There the two men were, alone on the road -- at least, alone on the road in the middle of a full-metal motorcade -- cruising in the king's Mercedes 600 to the candidate's "Change you can believe in" Boeing 757 charter jet. What did they talk about?
Since the traveling press didn't even find out about what was discussed at the preceding dinner at the Jordanian palace, it's unlikely the rest of us will learn much about the even more private drive. Indeed, that same night, Fox's Bonney Kapp describes a mini media revolt after takeoff over two Obama campaign advisers' attempts to brief reporters on the plane about the Abdullah dinner "on background" (meaning not for attribution), which prompted one adviser, a former Clinton administration official, to declare "the briefing had to be on background because in all my years with the White House I never read-out a meeting on the record."
Kapp reports: "Press reminded the adviser that Obama was not the president, nor was this a White House trip."
Did the adviser then say -- "Well, slap my knee. I completely forgot Obama wasn't the president and that this wasn't a White House trip"?
Not exactly. Kapp notes: "The pair left without divulging details."
Oh well. We still have our imagination. On that moonlit drive, maybe Abdullah and Barack compared notes, say, on democracy versus monarchy. Given that the senator from Illinois considers this week abroad to be, as he put it on "Face the Nation," a quest for "substantive discussions with people like President Karzai or Prime Minister al-Maliki or President Sarkozy or others who (sic) I expect to be dealing with over the next eight to 10 years," maybe he asked the king for advice on sticking around even after his second term-and-a-half expires. Then again, maybe that's too presumptuous even for a presumptive nominee -- or is that vice versa?
On the whole, it's probably easier to imagine what wasn't said. For example, I seriously doubt Obama piped up from his bucket seat: "My middle name is the same as your father's first name." And here's a substantive question the U.S. senator surely didn't ask the Jordanian monarch: How is it that "honor killing" isn't a serious crime in Jordan, but that the Jordanian court system has brought criminal charges against a dozen European citizens, including Dutch politician Geert Wilders, for their attitudes on Islam as expressed in their own countries?
Somehow, I imagine, "Nice car you have, King," is probably more like it.
Another intriguing opportunity for discussion came (and probably went) when Obama later met with Palestinian Authority President Mahmoud Abbas in Ramallah -- "a Palestinian flag between them and photographs of the late Palestinian leader (sic) Yasir Arafat and of Mr.

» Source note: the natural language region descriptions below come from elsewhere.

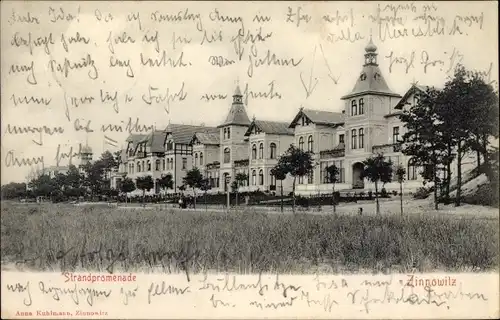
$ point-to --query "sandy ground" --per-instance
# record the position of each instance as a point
(387, 207)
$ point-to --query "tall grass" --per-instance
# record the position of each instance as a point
(64, 238)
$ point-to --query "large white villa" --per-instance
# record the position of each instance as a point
(368, 124)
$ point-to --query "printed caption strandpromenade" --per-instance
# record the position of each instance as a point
(71, 277)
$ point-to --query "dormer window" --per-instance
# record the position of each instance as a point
(169, 145)
(354, 108)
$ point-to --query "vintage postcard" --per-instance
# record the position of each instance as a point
(203, 159)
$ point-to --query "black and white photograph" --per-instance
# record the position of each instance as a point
(234, 159)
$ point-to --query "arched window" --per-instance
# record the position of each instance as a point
(354, 108)
(272, 150)
(361, 106)
(412, 170)
(361, 138)
(309, 144)
(353, 139)
(170, 145)
(273, 179)
(301, 143)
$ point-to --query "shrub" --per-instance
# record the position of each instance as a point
(486, 195)
(422, 193)
(383, 193)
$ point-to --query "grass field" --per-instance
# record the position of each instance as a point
(68, 238)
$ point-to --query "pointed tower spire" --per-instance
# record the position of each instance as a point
(370, 81)
(237, 114)
(237, 96)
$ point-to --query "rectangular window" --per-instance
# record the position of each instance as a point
(354, 139)
(395, 134)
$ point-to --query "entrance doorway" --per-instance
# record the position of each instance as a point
(357, 180)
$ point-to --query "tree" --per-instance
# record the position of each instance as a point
(144, 183)
(298, 163)
(14, 190)
(165, 182)
(42, 186)
(279, 172)
(74, 183)
(467, 107)
(109, 162)
(376, 170)
(94, 176)
(333, 177)
(127, 185)
(239, 180)
(193, 180)
(400, 174)
(422, 142)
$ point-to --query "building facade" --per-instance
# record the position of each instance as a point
(368, 124)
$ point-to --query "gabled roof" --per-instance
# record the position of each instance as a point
(207, 137)
(134, 139)
(319, 117)
(183, 134)
(370, 80)
(270, 127)
(155, 140)
(413, 89)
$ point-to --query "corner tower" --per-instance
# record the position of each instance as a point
(232, 136)
(365, 107)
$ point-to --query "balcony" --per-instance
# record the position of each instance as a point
(241, 163)
(333, 153)
(387, 148)
(214, 165)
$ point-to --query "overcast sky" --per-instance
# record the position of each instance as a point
(470, 36)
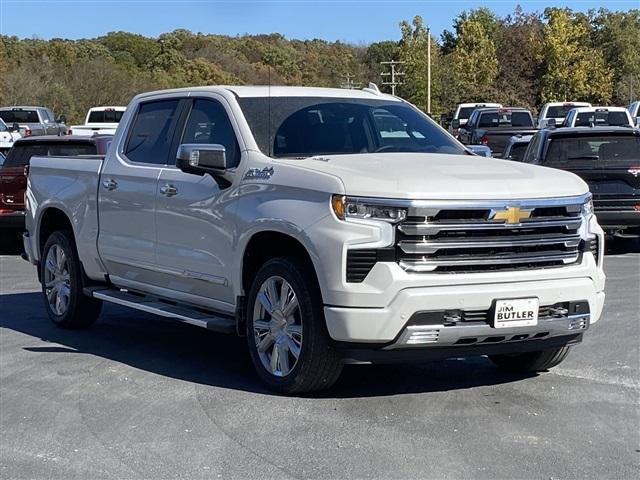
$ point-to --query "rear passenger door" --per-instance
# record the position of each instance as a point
(195, 233)
(127, 192)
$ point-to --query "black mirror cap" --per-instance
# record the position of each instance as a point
(201, 158)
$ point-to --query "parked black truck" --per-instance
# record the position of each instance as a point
(608, 159)
(494, 127)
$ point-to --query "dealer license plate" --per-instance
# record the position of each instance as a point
(520, 312)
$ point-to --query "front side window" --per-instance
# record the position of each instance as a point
(209, 123)
(152, 132)
(305, 126)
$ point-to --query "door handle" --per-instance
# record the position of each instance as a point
(168, 190)
(110, 184)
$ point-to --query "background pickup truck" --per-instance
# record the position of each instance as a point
(33, 120)
(495, 126)
(13, 176)
(100, 120)
(608, 159)
(325, 225)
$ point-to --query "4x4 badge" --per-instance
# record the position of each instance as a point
(264, 174)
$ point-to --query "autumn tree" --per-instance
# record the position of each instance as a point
(474, 62)
(572, 69)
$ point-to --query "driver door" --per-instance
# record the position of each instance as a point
(194, 213)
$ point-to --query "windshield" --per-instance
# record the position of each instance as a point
(586, 119)
(593, 151)
(505, 119)
(465, 112)
(19, 116)
(105, 116)
(304, 126)
(559, 111)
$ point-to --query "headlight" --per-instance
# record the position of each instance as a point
(345, 208)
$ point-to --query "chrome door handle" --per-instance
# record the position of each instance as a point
(110, 184)
(168, 190)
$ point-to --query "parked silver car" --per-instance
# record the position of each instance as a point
(33, 120)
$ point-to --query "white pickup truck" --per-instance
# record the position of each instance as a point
(327, 226)
(99, 121)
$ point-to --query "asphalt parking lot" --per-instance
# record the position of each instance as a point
(134, 397)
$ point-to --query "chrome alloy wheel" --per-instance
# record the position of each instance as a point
(277, 326)
(57, 281)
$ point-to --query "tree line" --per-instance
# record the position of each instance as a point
(522, 59)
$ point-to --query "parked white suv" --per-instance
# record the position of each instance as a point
(556, 112)
(326, 225)
(99, 121)
(599, 117)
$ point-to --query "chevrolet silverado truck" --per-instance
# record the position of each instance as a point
(99, 121)
(494, 127)
(309, 222)
(608, 159)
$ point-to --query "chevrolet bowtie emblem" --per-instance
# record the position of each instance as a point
(512, 215)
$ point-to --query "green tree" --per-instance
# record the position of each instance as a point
(474, 62)
(572, 69)
(413, 51)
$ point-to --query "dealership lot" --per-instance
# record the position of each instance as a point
(136, 397)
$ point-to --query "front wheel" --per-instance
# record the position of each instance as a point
(61, 274)
(286, 331)
(531, 361)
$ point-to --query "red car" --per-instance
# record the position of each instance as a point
(13, 179)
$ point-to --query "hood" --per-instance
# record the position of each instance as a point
(432, 176)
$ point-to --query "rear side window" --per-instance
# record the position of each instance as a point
(105, 116)
(593, 151)
(20, 155)
(208, 123)
(505, 119)
(19, 116)
(152, 132)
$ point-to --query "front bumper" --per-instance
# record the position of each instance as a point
(385, 326)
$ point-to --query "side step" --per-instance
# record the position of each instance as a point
(154, 305)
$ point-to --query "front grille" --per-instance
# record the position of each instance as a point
(445, 239)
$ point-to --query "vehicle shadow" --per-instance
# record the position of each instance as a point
(189, 353)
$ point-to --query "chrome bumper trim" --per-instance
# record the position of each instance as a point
(428, 336)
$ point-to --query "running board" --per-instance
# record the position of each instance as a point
(154, 305)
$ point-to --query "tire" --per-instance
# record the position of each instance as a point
(62, 281)
(531, 362)
(297, 325)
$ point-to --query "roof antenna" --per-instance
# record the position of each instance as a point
(271, 149)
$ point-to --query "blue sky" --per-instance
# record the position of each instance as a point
(348, 20)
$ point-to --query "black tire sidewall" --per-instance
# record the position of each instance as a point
(312, 318)
(64, 240)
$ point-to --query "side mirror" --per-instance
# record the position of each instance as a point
(201, 158)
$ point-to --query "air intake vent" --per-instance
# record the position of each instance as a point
(359, 264)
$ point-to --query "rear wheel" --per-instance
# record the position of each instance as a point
(531, 361)
(288, 340)
(61, 274)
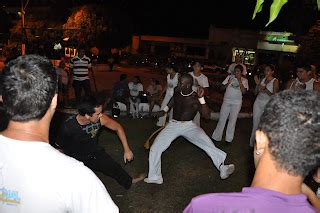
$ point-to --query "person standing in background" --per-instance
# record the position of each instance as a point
(237, 59)
(199, 80)
(172, 82)
(80, 67)
(231, 106)
(135, 88)
(34, 176)
(265, 88)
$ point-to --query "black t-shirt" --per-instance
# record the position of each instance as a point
(79, 141)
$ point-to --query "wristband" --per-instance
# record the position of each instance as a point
(166, 109)
(201, 100)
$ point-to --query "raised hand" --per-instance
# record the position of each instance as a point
(158, 114)
(127, 156)
(256, 80)
(200, 92)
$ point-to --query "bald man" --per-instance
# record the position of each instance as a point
(185, 104)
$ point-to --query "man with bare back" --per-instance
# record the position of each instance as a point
(185, 103)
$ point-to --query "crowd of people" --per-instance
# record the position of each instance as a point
(285, 137)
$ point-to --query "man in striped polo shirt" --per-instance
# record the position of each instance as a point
(80, 66)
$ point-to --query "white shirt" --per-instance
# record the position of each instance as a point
(309, 84)
(233, 92)
(262, 95)
(36, 178)
(200, 80)
(172, 83)
(233, 65)
(135, 89)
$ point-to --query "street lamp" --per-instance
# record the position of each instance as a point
(23, 45)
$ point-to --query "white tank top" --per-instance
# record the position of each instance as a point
(269, 86)
(309, 84)
(172, 83)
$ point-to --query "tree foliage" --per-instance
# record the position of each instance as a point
(274, 8)
(85, 24)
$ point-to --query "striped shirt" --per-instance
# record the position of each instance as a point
(80, 67)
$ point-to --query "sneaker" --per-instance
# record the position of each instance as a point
(226, 171)
(147, 180)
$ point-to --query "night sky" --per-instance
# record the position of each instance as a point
(193, 18)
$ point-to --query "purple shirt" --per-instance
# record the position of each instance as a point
(251, 200)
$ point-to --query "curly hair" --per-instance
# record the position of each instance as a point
(291, 121)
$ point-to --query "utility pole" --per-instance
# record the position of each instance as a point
(23, 45)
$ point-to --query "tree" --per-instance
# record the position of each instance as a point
(99, 25)
(276, 7)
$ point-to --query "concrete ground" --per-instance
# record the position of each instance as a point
(187, 170)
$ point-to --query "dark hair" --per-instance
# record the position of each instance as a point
(291, 120)
(239, 66)
(304, 65)
(138, 78)
(29, 84)
(123, 77)
(171, 66)
(87, 105)
(272, 67)
(188, 77)
(197, 62)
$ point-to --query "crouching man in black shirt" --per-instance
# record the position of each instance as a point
(78, 139)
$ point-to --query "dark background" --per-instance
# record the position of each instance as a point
(193, 18)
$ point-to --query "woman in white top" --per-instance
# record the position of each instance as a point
(232, 101)
(199, 80)
(135, 88)
(265, 88)
(304, 80)
(172, 82)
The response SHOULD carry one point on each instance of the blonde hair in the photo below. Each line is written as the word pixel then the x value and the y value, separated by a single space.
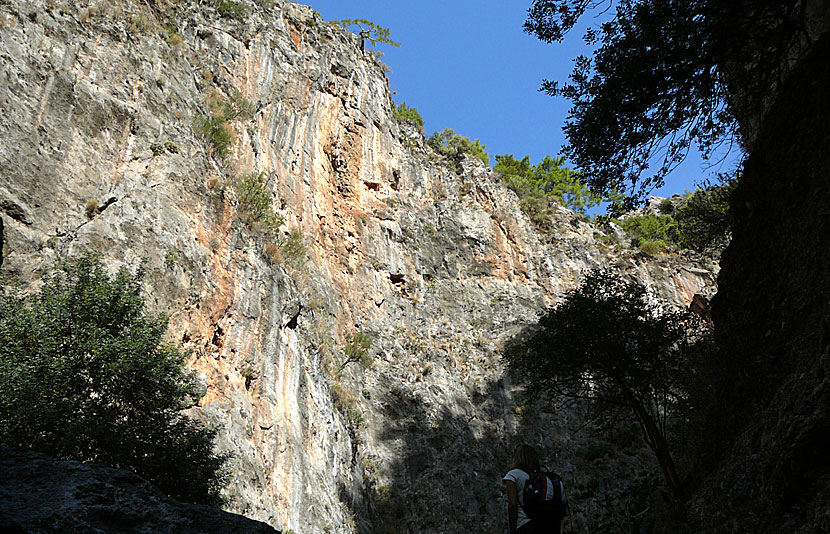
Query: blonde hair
pixel 525 458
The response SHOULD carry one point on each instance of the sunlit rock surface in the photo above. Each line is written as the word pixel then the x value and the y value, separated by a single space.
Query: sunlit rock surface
pixel 441 268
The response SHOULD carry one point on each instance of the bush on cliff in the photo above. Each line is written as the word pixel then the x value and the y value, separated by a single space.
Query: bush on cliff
pixel 454 146
pixel 537 184
pixel 85 375
pixel 409 116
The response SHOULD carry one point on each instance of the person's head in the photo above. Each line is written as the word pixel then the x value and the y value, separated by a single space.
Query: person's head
pixel 525 458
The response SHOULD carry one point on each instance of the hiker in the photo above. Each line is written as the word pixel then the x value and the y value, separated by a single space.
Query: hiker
pixel 526 481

Abbas himself on the wall behind them," as The New York Times rather luridly put it.
Did Obama, in the ensuing hour of closeted discussion, ever ask: President Abbas, how do you expect to be considered a "peace partner" -- let alone receive hundreds of millions of U.S. dollars -- when, as widely reported in your government-controlled media this month, you just "sent blessings" to the family of Samir Kuntar, the notorious child-murdering terrorist recently released by Israel? And why does Fatah -- supposedly the "moderates" in these parts -- lavish praise on Dalal Mughrabi, whose remains Israel also released? Mughrabi led the worst terror attack in Israel's history (37 dead, including 12 children), but Fatah has exalted her for "the most gloried sacrifice action in the history of the Palestinian-Israeli struggle."
I doubt such questions occurred to Obama. Why should they? The candidate was there to generate campaign pictures. With this PR mission in mind, it didn't make sense, for example, to ask during his meeting with Iraqi Prime Minister Nouri al-Maliki, why, according to a recent and widely publicized Der Spiegel interview, the Iraqi leader's chief concern these days appears to be gaining the legal right "to prosecute offenses or crimes committed by U.S. soldiers against our (Iraq's) population." What's up with that, Nouri -- not enough U.S. blood and treasure spent in Iraq yet? The answering look of apoplexy would surely spoil any campaign photo.
Of course, across the political aisle, the McCain campaign isn't exactly burning with curiosity over such questions, either. Which is precisely our national problem. We need a leader who seeks such status-quo-changing answers.